Tuesday, September 27, 2011
Home confusing home
I left Ohio shaking my hands to the heavens, Miss Scarlett style, swearing, "As God as my witness, I will never live in Ohio again!" Joke's on me that no fewer than three weeks into my freshman year of college at American University that I met a lovely boy from less than 40 minutes up the road from my hometown, fell in love with him the next year, and am now preparing to walk down the aisle with him in 54 weeks (but who's counting?). Dreaming up the ways we plan to show off our shared heritage, I am again and again being struck by the wonderful aspects of my (gulp...I have tried to shrug this label for nine years) hometown. The beautiful art deco architecture, the lush foliage thick with deer (much to the chagrin of the Oakwood city council), and, yes, the affordable cost of housing. My fiance's home village claims one of the best school districts in the country, and running around the track with him and my in-laws this weekend I couldn't help feeling that I was cheating any potential offspring out of the opportunity for a tremendous future by completely shutting my mind to the possibility of returning. Of course, it's not just good schools and the prospects of home ownership that appeal, it's the fact that I emotionally mark my seasons with Cincinnati's many alluring festivals- trips to the not-so-scary haunted hay ride, cutting down fresh Christmas trees (sorry environmentalist pals), Khron's Conservatory spring flower shows, and the annual summer 14 hour pilgrimage in search of the nearest beach.

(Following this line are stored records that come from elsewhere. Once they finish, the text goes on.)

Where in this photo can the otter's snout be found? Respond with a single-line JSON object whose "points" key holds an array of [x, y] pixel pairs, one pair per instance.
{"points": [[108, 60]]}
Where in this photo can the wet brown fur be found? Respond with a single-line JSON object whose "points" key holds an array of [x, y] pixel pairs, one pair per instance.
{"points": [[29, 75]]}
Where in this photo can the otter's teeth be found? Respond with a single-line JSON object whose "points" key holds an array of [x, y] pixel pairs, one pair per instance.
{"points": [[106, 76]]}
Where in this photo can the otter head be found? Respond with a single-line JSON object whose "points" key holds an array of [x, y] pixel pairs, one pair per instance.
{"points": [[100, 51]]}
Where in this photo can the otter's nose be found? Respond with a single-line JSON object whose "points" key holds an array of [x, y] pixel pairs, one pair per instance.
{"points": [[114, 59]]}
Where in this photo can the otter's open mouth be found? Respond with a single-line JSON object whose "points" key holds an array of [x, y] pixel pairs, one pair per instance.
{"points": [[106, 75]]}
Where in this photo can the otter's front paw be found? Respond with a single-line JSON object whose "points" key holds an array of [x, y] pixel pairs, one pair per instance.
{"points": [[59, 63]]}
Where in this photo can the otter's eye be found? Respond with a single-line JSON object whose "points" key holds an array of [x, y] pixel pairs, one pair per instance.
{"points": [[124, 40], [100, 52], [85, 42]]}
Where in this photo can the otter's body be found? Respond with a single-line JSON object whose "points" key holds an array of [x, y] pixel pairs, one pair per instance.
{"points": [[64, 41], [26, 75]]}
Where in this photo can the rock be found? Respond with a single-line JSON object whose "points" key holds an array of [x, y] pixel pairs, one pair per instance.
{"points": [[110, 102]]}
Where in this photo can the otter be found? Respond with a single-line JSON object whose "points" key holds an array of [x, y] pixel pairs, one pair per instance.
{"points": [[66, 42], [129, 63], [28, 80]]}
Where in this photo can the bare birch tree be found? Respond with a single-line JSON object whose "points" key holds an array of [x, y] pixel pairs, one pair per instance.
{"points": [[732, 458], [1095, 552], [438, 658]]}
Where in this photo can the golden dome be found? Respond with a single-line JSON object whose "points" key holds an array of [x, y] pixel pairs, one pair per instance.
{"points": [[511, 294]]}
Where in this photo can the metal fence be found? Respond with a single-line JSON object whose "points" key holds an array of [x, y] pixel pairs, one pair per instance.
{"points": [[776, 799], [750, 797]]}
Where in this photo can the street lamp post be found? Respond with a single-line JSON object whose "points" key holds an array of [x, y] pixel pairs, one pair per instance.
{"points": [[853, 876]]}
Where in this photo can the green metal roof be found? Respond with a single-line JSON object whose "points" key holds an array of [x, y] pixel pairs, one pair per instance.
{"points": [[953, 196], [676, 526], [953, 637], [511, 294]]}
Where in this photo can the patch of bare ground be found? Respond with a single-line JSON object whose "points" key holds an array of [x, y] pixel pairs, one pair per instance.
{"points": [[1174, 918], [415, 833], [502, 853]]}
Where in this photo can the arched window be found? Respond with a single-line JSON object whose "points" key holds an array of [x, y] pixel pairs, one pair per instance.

As I write this five days before my 28th birthday, I have the feeling that perhaps I have settled into an identity that no longer has to be defined simply by what I am not- namely, the overweight, over defensive, over eager to define a new me girl I was when I packed up my red LeBaron convertible and rolled out of town in a cloud of dust and defensiveness nine years ago. Perhaps I am not ready to head 'home' today, but I am grateful to embrace the possibility that my new found sense of self can stick, regardless of where I call home.